Wednesday, November 08, 2006

Why Australia's Reserve Bank jumped

In tomorrow's Canberra Times.


What have we done to deserve yet another rate rise, the third this year?

The correct answer came, perhaps unwittingly, from a real estate agent I heard interviewed on Canberra radio yesterday.

He said that every time interest rates go up the buyers vanish for about a month and then return just as eager as they were before.

That is the phenomenon that has forced the Reserve Bank to pile on interest rate increase after interest rate increase.

The Bank has found that typically spending and borrowing are hit hard in the month after it hikes rates, but then the impact eases, although some impact continues to be felt for about a year.

What the Reserve Bank wants us to wind back our spending more permanently. Each time it has pushed up rates in an attempt to get that to happen, our spending has bounced back up. It is hoping that a series of successive rate rises will do the trick for good.

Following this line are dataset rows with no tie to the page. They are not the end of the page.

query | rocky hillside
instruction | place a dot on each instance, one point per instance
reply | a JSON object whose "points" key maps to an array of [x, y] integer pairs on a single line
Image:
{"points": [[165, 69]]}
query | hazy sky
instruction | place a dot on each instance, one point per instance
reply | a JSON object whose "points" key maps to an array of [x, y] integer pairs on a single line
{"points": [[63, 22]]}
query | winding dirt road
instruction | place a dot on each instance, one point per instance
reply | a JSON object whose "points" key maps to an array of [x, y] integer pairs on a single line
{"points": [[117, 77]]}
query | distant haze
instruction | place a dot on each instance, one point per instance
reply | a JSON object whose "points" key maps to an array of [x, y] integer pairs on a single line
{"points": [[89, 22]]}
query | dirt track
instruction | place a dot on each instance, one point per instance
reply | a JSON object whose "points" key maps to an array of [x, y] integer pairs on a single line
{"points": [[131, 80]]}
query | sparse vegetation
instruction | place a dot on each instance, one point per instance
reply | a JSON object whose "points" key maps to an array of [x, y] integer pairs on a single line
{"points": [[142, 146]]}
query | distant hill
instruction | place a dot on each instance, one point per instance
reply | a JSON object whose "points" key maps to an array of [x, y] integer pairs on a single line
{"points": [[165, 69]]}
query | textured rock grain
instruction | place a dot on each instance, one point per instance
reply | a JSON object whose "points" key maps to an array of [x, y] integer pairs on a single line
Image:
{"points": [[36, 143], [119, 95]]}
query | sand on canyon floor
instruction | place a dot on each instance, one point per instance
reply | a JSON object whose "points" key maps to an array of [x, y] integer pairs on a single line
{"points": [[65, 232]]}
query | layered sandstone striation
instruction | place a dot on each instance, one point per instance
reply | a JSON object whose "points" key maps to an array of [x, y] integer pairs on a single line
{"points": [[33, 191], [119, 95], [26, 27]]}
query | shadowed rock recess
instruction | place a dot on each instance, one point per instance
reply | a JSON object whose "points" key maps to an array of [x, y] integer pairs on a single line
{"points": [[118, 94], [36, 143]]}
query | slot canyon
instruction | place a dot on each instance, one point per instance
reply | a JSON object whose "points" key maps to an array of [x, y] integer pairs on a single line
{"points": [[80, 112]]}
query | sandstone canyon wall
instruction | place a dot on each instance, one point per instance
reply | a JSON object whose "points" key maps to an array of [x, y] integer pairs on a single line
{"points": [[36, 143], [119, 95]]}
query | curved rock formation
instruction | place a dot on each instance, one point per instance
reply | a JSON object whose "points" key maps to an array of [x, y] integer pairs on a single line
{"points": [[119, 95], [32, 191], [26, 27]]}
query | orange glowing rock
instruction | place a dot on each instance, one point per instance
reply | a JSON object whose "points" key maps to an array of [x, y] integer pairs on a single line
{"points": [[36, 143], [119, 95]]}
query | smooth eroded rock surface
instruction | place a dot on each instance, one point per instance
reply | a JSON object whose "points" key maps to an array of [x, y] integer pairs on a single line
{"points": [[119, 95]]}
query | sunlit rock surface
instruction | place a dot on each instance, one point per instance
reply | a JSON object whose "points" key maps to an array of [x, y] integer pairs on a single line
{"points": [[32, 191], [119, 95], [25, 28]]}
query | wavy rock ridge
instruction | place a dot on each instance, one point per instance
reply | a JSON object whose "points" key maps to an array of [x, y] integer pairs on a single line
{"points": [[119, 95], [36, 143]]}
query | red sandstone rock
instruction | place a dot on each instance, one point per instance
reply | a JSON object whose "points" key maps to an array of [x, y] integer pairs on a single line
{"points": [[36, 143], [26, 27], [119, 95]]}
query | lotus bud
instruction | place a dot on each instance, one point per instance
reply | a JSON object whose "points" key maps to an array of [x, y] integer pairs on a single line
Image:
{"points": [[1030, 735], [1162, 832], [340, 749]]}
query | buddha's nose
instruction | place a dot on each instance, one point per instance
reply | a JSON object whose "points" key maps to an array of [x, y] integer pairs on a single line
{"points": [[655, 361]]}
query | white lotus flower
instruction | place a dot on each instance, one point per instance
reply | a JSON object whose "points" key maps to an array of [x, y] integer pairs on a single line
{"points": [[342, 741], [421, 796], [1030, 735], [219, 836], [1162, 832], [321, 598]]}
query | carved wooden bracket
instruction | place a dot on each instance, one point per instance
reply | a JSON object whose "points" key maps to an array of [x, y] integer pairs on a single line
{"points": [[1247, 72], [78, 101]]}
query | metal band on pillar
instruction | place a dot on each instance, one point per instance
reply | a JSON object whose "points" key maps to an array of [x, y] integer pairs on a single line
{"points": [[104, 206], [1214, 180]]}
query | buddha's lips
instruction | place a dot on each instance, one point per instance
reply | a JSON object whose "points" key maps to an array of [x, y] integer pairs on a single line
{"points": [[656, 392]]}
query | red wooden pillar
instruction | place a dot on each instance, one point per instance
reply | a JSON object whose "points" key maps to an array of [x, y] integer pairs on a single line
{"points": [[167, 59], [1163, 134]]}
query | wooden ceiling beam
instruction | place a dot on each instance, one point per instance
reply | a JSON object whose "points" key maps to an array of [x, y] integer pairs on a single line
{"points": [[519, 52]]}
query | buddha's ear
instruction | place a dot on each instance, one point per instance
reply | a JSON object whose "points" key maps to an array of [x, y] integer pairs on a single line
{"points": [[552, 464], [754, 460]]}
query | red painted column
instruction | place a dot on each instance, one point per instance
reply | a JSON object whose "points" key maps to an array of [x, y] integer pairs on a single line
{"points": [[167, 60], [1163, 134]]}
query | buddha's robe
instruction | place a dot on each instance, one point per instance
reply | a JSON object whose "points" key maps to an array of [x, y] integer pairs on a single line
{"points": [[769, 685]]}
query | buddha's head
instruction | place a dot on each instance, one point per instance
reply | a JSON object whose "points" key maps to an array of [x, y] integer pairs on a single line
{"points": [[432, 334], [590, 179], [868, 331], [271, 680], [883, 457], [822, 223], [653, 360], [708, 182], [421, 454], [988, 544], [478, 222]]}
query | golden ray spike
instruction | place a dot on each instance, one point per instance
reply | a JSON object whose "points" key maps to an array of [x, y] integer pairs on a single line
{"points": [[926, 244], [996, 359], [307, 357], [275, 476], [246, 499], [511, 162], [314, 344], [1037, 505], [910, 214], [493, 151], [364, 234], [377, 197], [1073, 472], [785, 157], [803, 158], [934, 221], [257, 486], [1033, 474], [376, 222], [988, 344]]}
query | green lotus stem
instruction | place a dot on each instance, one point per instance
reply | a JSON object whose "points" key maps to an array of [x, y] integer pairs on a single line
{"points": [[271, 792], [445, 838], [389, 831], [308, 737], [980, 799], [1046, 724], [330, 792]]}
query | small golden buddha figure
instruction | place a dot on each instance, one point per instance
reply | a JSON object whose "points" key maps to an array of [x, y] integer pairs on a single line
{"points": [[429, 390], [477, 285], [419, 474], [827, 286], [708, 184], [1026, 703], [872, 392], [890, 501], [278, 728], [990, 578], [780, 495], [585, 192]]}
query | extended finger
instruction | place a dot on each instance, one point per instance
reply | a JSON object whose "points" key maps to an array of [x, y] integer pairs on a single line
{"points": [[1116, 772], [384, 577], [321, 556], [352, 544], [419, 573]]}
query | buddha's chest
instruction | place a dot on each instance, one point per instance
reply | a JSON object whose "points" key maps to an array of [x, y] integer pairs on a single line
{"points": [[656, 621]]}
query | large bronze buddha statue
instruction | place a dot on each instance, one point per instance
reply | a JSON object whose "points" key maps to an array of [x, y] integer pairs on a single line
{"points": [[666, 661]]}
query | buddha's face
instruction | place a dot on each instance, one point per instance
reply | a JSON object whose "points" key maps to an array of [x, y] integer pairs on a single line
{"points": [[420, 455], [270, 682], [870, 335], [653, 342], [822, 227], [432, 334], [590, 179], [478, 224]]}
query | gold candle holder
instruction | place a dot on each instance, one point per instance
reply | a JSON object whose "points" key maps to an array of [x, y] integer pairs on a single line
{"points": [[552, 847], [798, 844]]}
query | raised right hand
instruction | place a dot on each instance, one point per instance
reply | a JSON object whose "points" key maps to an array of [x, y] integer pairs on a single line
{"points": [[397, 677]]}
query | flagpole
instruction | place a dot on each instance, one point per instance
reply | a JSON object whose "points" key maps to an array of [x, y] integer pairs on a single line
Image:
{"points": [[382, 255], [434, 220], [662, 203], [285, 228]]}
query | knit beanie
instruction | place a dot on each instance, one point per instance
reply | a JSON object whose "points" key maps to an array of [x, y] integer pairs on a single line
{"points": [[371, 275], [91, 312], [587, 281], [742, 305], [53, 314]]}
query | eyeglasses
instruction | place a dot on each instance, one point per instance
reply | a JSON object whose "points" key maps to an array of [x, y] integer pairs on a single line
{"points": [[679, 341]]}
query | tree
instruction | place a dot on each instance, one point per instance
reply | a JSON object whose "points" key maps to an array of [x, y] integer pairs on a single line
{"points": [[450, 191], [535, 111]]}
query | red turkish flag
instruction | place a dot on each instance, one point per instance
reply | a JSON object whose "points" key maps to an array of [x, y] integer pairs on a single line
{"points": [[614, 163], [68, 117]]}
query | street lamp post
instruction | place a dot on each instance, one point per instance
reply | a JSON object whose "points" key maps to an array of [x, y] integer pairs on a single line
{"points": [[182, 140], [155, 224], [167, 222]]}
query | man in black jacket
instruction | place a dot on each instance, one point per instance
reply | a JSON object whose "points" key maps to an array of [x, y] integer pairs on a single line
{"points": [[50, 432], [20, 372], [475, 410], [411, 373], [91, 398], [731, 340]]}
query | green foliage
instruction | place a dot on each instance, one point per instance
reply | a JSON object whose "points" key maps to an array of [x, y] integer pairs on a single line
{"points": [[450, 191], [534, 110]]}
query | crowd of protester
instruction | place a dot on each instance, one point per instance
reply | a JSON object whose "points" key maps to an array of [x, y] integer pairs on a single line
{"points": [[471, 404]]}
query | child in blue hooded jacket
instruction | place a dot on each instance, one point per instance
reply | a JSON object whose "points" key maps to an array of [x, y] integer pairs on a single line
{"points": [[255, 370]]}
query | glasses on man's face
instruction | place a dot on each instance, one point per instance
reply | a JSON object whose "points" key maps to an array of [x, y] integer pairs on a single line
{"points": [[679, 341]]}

The Bank says in yesterday’s statement that just recently it has noticed encouraging “tentative signs of moderation in the demand for credit”, presumably as a result of its two recent rate hikes in May and August. But it notes that that nevertheless “the overall pace of credit growth remains strong”.

If spending and credit growth continue to remain strong a month or so after this latest increase the Bank will push up rates once again.

If necessary it will keep putting up rates until we get the message and wind back our spending and borrowing way that lasts.

If on the other hand this latest rate rise builds on the effect of earlier ones and does change our behavior in a lasting way it will most probably be the final rate hike for quite a while.

The Prime Minister said yesterday that he didn’t like rate hikes any more than did any borrower.

The Reserve Bank is less squeamish. It believes that the biggest contribution it can make toward ensuring that our record run of economic prosperity lasts is to stop our spending running ahead of what can be bought and pushing up prices.

If some of us need to get our fingers burnt in order to ensure that happens, the
Reserve Bank believes that is a price worth paying.

The Secretary to the Australian Treasury Dr Ken Henry took part in the Reserve Bank’s Melbourne Cup Day decision as a member of its Board. His Executive Director (Macroeconomic) Dr Martin Parkinson told a business audience in Sydney yesterday that the decision was needed because “you want to be very careful about letting the inflation genie out of the bottle”.

That’s the Reserve Bank’s fear - that if inflation drifted beyond its target zone it wouldn’t come back until there was a recession. And it doesn’t want one.